Mr. McCaig took on the commission, he said, out of six parts hubris and four parts poverty. He declined to disclose how much the estate was paying him.

He spent six years researching and writing, digging in historical archives and going out in a skiff in Charleston Harbor to re-enact Rhett's efforts to get through naval blockades, nearly running aground on a breakwater one night.

His wife, Anne, produced 100 pages of meticulous chapter outlines for Gone With the Wind, so that Mr. McCaig would be able to follow the original's timeline as he wrote.

He delivered chapters to his editors as he finished them. Occasionally the lawyers for the Mitchell estate would be invited to weigh in as well.

It was a rocky road, Mr. McCaig said. There were a lot of people involved and a lot of different needs. It's a much more complex environment than most novels are written in.

Mr. Anderson said the estate's lawyers, having learned from their experiences with Ms. Tennant and Mr. Conroy, tried not to interfere with the content of the novel too much. Bowing to changing mores, Mr. McCaig's contract acknowledged the necessity of modernizing the treatment of the sensitive areas of race and sex to reflect the changes in public attitudes during the period of more than 60 years since the publication of the original novel.

In the end Mr. McCaig included a minor interracial affair and one suggestion of closeted homosexuality (not Ashley Wilkes's). More controversial, though, were sprinklings of a racial epithet within various characters dialogue, a point that concerned the estate's lawyers.

It's an issue that we thought should be considered, Mr. Anderson said. It's an explosive term from a social point of view.

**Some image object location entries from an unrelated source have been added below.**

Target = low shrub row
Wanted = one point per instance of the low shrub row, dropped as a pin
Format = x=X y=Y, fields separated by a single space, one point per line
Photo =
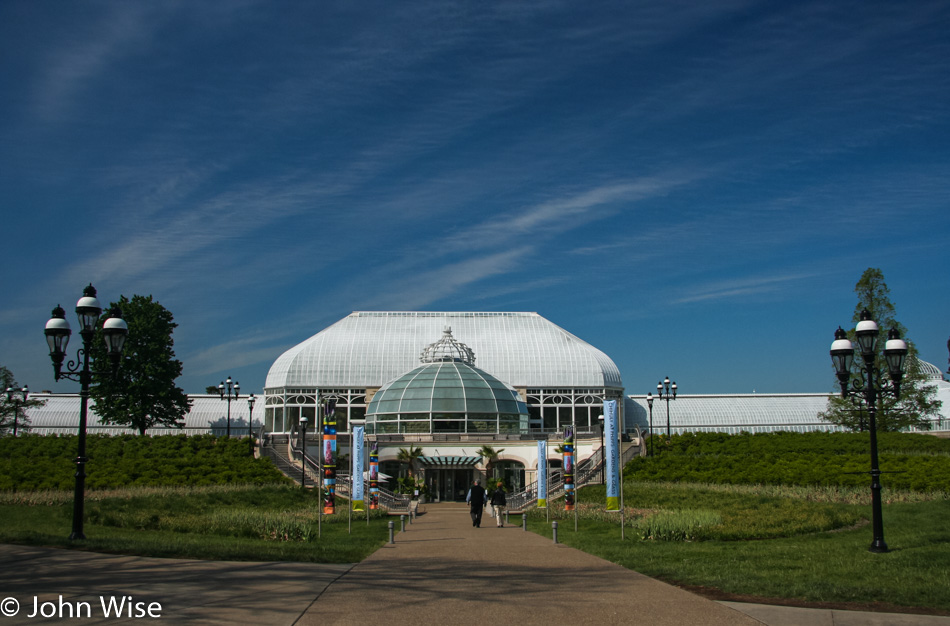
x=39 y=463
x=909 y=461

Mr. McCaig pointed out that the use of the word was historically accurate, and that it cropped up in Gone With the Wind. The word made it into the final manuscript.

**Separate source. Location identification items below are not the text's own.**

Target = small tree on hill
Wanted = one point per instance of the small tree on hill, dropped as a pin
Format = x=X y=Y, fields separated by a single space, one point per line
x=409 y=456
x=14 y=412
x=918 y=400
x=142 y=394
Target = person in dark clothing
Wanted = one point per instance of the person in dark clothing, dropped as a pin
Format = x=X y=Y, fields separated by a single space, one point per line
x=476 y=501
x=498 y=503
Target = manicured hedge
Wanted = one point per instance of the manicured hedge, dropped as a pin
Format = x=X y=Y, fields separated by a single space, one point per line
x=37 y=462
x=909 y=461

Mr. McCaig declined to reveal much about the plot of Rhett Butler's People, but he did say it opened with a duel between Rhett and Belle Watling's brother, Shadrach, an episode that is referred to briefly in Gone With the Wind. He also acknowledged an important plot line concerning a child, possibly the son of Rhett and Belle. And an excerpt from a scene released by St. Martin's shows the teenage Rhett being punished by his father and sent to work for Belle's father as a laborer on the rice plantation where Rhett grew up.

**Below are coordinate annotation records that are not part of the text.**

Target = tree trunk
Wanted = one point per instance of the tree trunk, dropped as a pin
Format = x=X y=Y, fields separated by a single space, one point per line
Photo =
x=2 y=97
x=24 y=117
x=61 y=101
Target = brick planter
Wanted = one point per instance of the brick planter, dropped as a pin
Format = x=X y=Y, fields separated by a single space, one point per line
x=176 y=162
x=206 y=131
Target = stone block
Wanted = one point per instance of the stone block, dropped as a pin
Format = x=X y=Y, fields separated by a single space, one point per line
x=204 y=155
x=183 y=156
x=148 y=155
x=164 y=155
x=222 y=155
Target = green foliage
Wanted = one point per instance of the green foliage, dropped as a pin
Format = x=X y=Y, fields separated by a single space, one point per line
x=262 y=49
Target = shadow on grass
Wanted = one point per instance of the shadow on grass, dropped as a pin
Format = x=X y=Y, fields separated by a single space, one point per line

Following up on a follow-up inevitably has its challenges. I'm almost certain that there's going to be people who really have a bone to pick with Gone With the Wind who are going to take it out on this, Mr. McCaig said. There's going to be adoring fans who find places where I distorted the true meaning of the original. And there's going to be some people who think it's a pretty good book.